-Kochana, zjedz coś - usłyszała głos swojej przyjaciółki z drugiego końca stołu.
Lynn urządziła wczoraj małą awanturę Danowi, za co, wraz z Ianem zostali wyproszeni z pokazu. Po wszystkich tych wydarzeniach postanowiła zostać na noc u Maddie, aby nieco ją weprzeć. Niestety z marnym skutkiem, ponieważ dziewczyna ciągle winiła siebie, za całą tą sytuację. Na szczęście udało jej się odzyskać sukienki, które zaprojektowała jej mama. Dwie kreacje wieczorowe wisiały w jej garderobie, z dala od rąk niepowołanych osób. W głębi duszy kryło się uczycie zwycięstwa nad Nathanem, jednak dziewczyna nie potrafiła cieszyć się z tego. Czuła, że w każdej konfrontacji z tym człowiekiem jest na przegranej pozycji. Z zamysłu wyrwał ją dźwięk telefonu, który wibrował na stole.
-Nie odbierzesz? - Usłyszała pytanie Lynn.
-Ojciec wydzwania do mnie cały czas. Aż dziwne, że nie przysłał kogoś, aby mnie sprawdzili - wzruszyła ramionami.
Lynn bez zastanowienia chwyciła komórkę w swoje dłonie i odebrała połączenie. Podczas, gdy rozmawiała przez telefon z Ianem, Maddie ruszyła w kierunku salonu. Ułożyła się wygodnie na sofie i zakryła twarz ręką. Westchnęła w głębi duszy czując, jak przyjaciółka siada obok niej i kończy połączenie.
-Tak przekażę jej.

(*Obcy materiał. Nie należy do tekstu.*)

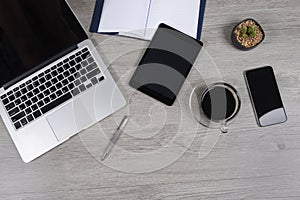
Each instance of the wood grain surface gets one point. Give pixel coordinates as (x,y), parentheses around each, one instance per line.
(198,163)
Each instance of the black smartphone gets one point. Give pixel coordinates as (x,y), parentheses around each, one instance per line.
(165,64)
(265,96)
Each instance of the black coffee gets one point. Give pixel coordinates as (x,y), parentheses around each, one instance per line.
(218,103)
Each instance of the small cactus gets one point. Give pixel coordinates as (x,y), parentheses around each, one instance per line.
(244,29)
(248,31)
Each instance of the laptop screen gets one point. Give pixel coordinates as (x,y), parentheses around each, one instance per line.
(33,32)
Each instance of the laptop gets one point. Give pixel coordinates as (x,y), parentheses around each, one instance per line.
(53,83)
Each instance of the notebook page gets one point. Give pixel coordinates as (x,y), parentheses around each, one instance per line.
(180,14)
(123,15)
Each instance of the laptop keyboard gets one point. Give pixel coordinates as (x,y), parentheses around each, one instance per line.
(52,87)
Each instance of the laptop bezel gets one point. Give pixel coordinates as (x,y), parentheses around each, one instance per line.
(51,59)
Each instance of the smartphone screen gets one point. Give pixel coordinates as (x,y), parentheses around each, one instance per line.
(265,96)
(166,63)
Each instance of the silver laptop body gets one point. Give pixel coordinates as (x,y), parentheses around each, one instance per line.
(47,107)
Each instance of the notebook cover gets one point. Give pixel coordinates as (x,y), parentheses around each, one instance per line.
(99,7)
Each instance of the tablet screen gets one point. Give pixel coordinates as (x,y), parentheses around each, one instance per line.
(166,64)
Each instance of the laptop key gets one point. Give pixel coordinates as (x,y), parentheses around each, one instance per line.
(94,81)
(52,89)
(82,88)
(54,73)
(57,102)
(78,59)
(90,60)
(24,90)
(5,101)
(24,121)
(84,63)
(34,99)
(65,89)
(78,53)
(23,98)
(18,102)
(28,103)
(35,83)
(93,73)
(42,87)
(10,106)
(37,113)
(41,96)
(65,82)
(30,87)
(66,73)
(28,111)
(35,91)
(71,78)
(42,80)
(54,67)
(75,92)
(22,106)
(29,94)
(77,82)
(14,111)
(54,81)
(30,118)
(72,63)
(46,92)
(3,96)
(83,72)
(91,67)
(66,66)
(16,89)
(48,76)
(60,70)
(89,85)
(17,125)
(83,79)
(60,77)
(18,116)
(59,93)
(101,78)
(48,84)
(41,103)
(34,107)
(46,100)
(71,86)
(11,97)
(52,96)
(41,74)
(85,55)
(66,60)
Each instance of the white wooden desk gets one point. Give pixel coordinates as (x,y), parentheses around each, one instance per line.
(247,163)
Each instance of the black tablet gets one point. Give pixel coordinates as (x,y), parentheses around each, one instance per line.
(166,63)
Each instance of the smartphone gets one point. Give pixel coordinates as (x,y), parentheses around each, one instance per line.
(265,96)
(165,64)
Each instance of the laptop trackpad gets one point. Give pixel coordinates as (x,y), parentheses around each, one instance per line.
(62,122)
(73,117)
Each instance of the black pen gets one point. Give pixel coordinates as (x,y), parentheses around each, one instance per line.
(115,137)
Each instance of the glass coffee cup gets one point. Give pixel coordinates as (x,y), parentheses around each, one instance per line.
(215,106)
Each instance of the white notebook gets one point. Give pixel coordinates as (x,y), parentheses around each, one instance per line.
(140,18)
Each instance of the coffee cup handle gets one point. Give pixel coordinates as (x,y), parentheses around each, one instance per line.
(224,128)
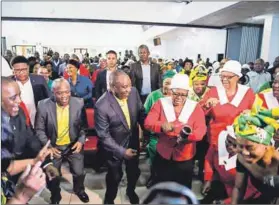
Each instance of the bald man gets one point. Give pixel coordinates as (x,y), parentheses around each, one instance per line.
(117,114)
(67,137)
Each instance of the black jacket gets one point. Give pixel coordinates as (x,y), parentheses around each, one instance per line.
(137,78)
(101,84)
(111,126)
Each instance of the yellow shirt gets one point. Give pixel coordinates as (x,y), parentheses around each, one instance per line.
(63,125)
(124,106)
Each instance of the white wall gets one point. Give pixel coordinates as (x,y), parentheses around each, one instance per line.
(99,38)
(189,42)
(64,37)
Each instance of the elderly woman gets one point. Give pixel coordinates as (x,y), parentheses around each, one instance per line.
(152,98)
(198,78)
(220,171)
(179,124)
(270,97)
(224,103)
(257,159)
(81,86)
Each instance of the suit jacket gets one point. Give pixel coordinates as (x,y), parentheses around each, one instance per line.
(136,76)
(25,145)
(101,84)
(40,88)
(46,121)
(111,126)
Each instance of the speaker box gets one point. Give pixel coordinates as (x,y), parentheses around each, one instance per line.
(220,57)
(157,41)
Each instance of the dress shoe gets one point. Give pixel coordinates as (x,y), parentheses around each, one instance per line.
(108,202)
(83,196)
(54,202)
(133,197)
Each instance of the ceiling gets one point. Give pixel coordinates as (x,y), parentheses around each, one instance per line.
(241,12)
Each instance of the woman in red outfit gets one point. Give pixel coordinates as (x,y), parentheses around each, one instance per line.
(224,103)
(167,117)
(220,171)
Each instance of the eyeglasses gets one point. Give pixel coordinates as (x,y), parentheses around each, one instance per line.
(179,94)
(23,70)
(223,77)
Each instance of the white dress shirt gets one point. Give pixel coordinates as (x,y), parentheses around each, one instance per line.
(27,96)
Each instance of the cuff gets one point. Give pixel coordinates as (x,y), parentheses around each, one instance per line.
(45,166)
(208,176)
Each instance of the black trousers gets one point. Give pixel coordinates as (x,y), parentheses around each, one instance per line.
(76,162)
(169,170)
(115,174)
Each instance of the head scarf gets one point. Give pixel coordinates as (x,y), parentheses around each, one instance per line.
(168,74)
(259,126)
(199,73)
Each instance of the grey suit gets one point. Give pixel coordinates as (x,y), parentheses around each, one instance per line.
(137,77)
(46,128)
(116,136)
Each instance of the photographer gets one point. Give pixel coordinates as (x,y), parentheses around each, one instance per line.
(179,123)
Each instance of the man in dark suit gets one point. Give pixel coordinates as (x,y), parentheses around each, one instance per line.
(33,87)
(145,75)
(117,114)
(102,85)
(67,137)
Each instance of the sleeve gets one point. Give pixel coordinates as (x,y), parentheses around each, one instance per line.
(239,167)
(152,121)
(98,87)
(89,88)
(160,83)
(133,74)
(142,113)
(40,125)
(103,133)
(83,125)
(208,164)
(199,126)
(148,103)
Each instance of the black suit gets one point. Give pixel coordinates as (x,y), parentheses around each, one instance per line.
(40,88)
(115,136)
(137,77)
(101,84)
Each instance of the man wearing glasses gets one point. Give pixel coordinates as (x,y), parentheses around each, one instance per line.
(179,123)
(33,88)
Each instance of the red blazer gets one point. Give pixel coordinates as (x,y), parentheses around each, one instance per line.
(224,115)
(212,168)
(166,146)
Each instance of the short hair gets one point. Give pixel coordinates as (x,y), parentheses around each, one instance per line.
(143,47)
(47,62)
(112,52)
(56,83)
(6,80)
(114,75)
(19,59)
(261,61)
(188,61)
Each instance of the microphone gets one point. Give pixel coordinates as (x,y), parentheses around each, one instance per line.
(271,181)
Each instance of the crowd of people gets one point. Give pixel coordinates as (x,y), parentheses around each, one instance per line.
(222,115)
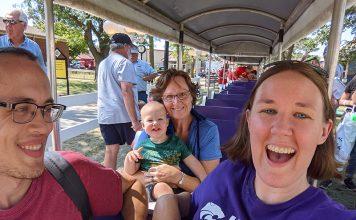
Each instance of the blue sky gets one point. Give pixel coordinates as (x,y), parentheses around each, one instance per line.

Do widzenia panie Montgomery - dodała z uśmiechem i rozłączyła się. - Twój tata planuje zabrać nas dzisiaj na obiad do restauracji - usłyszała i przewróciła oczami.
Odkąd mieszka z ojcem wspólne posiłki zawsze mają miejsce w restauracjach. Nie licząc niektórych, wyjątkowych przypadków, kiedy zostanie przygotowane coś w ich kuchni. Kiedy Maddie była młodsza jej mama zawsze dbała, aby dziewczyna zdrowo się odżywiała, a mówiąc "zdrowo" miała na myśli domową kuchnię i potrawy przyrządzane przez gosposię. W LA jej życie wyglądało inaczej. Nie mieszkała w domu, lecz na najwyższym piętrze Empire Hotel, która służyła jako mieszkanie jej ojca. Nie jadła domowych posiłków, przygotowanych przez służbę, lecz dania serwowane w restauracji przez pracowników jej ojca. Wieczorami mama Maddie zawsze znajdowała czas, aby porozmawiać z córką, natomiast ojciec zaszywał się w swoim gabinecie przenosząc pracę do domu. Jeśli można to tak nazwać, bo w sumie on mieszkał w miejscu pracy. Dziewczyna rozumiała, że musi przyzwyczaić się do tego życia, ponieważ jej ojciec nigdy jej nie wychowywał. Zawsze dzieliła ich ogromna odległość, a wakacje które u niego spędzała nie wyglądały tak, jak powinien wyglądać czas wolny ojca z córką. Ian w pracy, Maddie na zakupach. Ian w pracy, Maddie z Lynn. Ian w pracy, Maddie na plaży. Nic dziwnego, że dziewczyna miała lepsze stosunki z mamą niż z ojcem. Nie oznacza to jednak, że go nie kochała. Kochała go bardzo, przecież był jej ojcem, lecz dopiero teraz zaczynała odczuwać jego rodzicielskie poświęcenie. Tęskniła jednak za Londynem. Tęskniła za mamą.. I w tamtym momencie chciała polecieć do swojego rodzinnego miasta. Wstała z sofy, aby odnaleźć Lynn, która poszła otworzyć drzwi.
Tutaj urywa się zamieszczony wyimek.